By Nate Raymond
NEW YORK (Reuters) - An employee of a Chinese airline, who came onto the radar of U.S. authorities as they probed the activities of a Macau billionaire accused of bribing a U.N. General Assembly president, is now facing legal troubles of her own.
The Federal Bureau of Investigation earlier this month searched the home of Air China Ltd employee Ying Lin, seizing 100 items, including computers and jewelry, her lawyer said last week at a hearing in federal court in Brooklyn, New York.
The search comes eight months after Lin, a U.S. citizen, was charged with structuring deposits at two banks in amounts less than $10,000 to evade currency transaction reporting requirements over a five-year period beginning in August 2010.
At the April 12 hearing, Assistant U.S. Attorney Alexander Solomon, who belongs to a national security and cyber crime unit, said prosecutors may bring more charges based on the search against Lin, who has pleaded not guilty.
The exact nature of the probe into Lin could not be determined. No claims have been made involving Air China, where Lin has worked for 14 years and is its Newark station manager.
Lillibeth Bishop, a spokeswoman for the state-run carrier, in a statement said it was "Air China's policy not to comment on matters that involve the U.S. federal authorities."
The investigation is not the first time that Lin has been in the FBI's crosshairs.
According to a person familiar with the matter and court filings, Lin was also as early as 2014 drawn into a separate investigation into Ng Lap Seng, a real estate developer from Macau who heads Sun Kian Ip Group.
Ng, who last year had a $1.8 billion net worth, and his assistant, Jeff Yin, were arrested in September for allegedly making false statements to customs officials about why they brought $4.5 million into the United States from China.
They were charged in October along with others for engaging in a scheme to pay $1.3 million in bribes to John Ashe, a former U.N. ambassador from Antigua and Barbuda who was U.N. General Assembly president from 2013 to 2014.
Ng, Yin and Ashe have pleaded not guilty.
Lin, who lives in New York City, is not identified by name in court papers in the case against Ng in Manhattan federal court.
Her lawyer, Deborah Colson, as well as representatives for U.S. Attorney's offices in Manhattan, which is prosecuting Ng, and in Brooklyn, which brought Lin's case, declined comment on any connection between the two cases.
But a source confirmed she is the person referred to as "Individual-1" in court papers in the case against Ng.

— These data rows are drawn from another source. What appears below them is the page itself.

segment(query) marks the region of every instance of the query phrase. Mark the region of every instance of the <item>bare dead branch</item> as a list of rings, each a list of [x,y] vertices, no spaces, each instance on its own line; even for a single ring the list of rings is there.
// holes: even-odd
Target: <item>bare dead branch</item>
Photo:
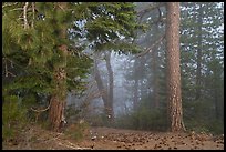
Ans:
[[[50,104],[51,104],[51,102],[50,102]],[[33,109],[33,108],[31,108],[31,110],[32,111],[34,111],[34,112],[44,112],[44,111],[47,111],[47,110],[49,110],[50,109],[50,104],[45,108],[45,109]]]
[[[3,6],[2,6],[2,9],[3,9],[4,7],[11,7],[11,6],[14,6],[14,4],[18,4],[18,2],[3,4]]]
[[[135,58],[138,58],[138,57],[142,57],[142,55],[144,55],[144,54],[146,54],[146,53],[151,53],[153,50],[153,48],[156,45],[156,44],[158,44],[163,39],[165,38],[165,34],[164,36],[162,36],[158,40],[156,40],[150,48],[147,48],[145,51],[143,51],[143,52],[141,52],[141,53],[138,53],[138,54],[136,54],[135,55]],[[134,59],[134,58],[133,58]],[[132,60],[133,60],[132,59]]]
[[[29,28],[28,18],[27,18],[28,6],[29,6],[29,2],[25,2],[24,7],[23,7],[24,29]]]
[[[31,27],[33,28],[33,22],[34,22],[34,19],[35,19],[35,3],[32,2],[32,14],[33,14],[33,19],[32,19],[32,22],[31,22]]]

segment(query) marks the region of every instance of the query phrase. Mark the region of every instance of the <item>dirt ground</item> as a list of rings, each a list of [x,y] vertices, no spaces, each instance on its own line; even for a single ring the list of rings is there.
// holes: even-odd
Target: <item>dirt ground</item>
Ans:
[[[18,141],[3,143],[9,150],[224,150],[224,134],[148,132],[90,128],[82,141],[32,126]]]

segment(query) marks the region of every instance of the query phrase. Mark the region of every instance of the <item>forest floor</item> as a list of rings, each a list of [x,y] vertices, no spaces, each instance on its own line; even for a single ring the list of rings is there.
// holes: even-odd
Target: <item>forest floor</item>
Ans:
[[[112,128],[90,128],[81,141],[40,126],[24,130],[4,150],[224,150],[224,134],[171,133]]]

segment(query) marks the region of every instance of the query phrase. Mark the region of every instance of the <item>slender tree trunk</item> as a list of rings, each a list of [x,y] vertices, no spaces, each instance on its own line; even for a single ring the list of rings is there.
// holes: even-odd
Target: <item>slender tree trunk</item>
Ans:
[[[104,52],[105,60],[106,60],[106,69],[109,72],[109,114],[110,114],[110,120],[114,120],[114,99],[113,99],[113,91],[114,91],[114,78],[113,78],[113,70],[111,67],[111,52]]]
[[[138,60],[135,59],[134,71],[135,71],[135,83],[134,83],[134,99],[133,109],[136,110],[138,107]]]
[[[137,78],[135,78],[133,109],[136,110],[137,107],[138,107],[138,80]]]
[[[95,70],[95,81],[97,83],[97,88],[99,88],[99,91],[100,92],[104,92],[102,93],[102,100],[103,100],[103,103],[104,103],[104,113],[105,115],[109,118],[110,115],[110,120],[112,118],[112,111],[111,111],[111,105],[110,105],[110,102],[109,102],[109,92],[107,90],[104,88],[103,85],[103,81],[101,79],[101,74],[100,74],[100,71],[99,71],[99,67],[97,67],[97,52],[95,52],[95,57],[94,57],[94,70]]]
[[[202,70],[202,27],[203,27],[203,6],[199,4],[198,10],[198,47],[197,47],[197,70],[196,70],[196,97],[195,99],[198,100],[201,98],[201,70]]]
[[[66,2],[58,3],[58,7],[63,9],[66,8]],[[62,11],[60,8],[56,11]],[[66,29],[60,30],[61,39],[66,39]],[[65,44],[61,44],[58,48],[62,51],[62,63],[59,65],[54,65],[54,93],[50,99],[50,110],[49,110],[49,120],[50,125],[53,131],[60,131],[62,124],[64,123],[64,108],[66,102],[66,55],[68,55],[68,47]]]
[[[179,3],[166,3],[166,65],[170,130],[184,131],[179,68]]]
[[[156,49],[156,48],[154,48]],[[160,95],[158,95],[158,77],[157,77],[157,51],[153,51],[153,81],[154,81],[154,87],[153,87],[153,93],[154,93],[154,103],[155,108],[160,107]]]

According to those papers, Yin escorted Ng from an April 2014 flight into New York, in which Ng brought $300,000 in cash with him authorities say he falsely claimed was for gambling in Las Vegas or buying art and antiques in New York.
Ng claimed he did not know the individual personally, the complaint said. But the complaint said Lin had "business dealings" with Ng and Yin prior to their trip involving more than just her relationship with the airline.
When Ng and Yin were arrested on Sept. 19, Lin was holding onto a bag belonging to Yin containing a Chinese passport, credit cards, $15,000 in cash and a key to a safe deposit box containing $430,000, prosecutors said.
Prosecutors said the bag's contents demonstrated that Yin intended to flee. He was initially denied bail, but later was released from jail.
During a bail hearing on Sept. 29, Sabrina Shroff, Yin's lawyer, said the woman who held onto the bag was facing charges in Brooklyn. Shroff declined to comment for this article.
Lin has not been accused of wrongdoing in the Ng case. It remains unclear if that case relates to the bank structuring allegations against Lin.
Ng's lawyer did not respond to requests for comment.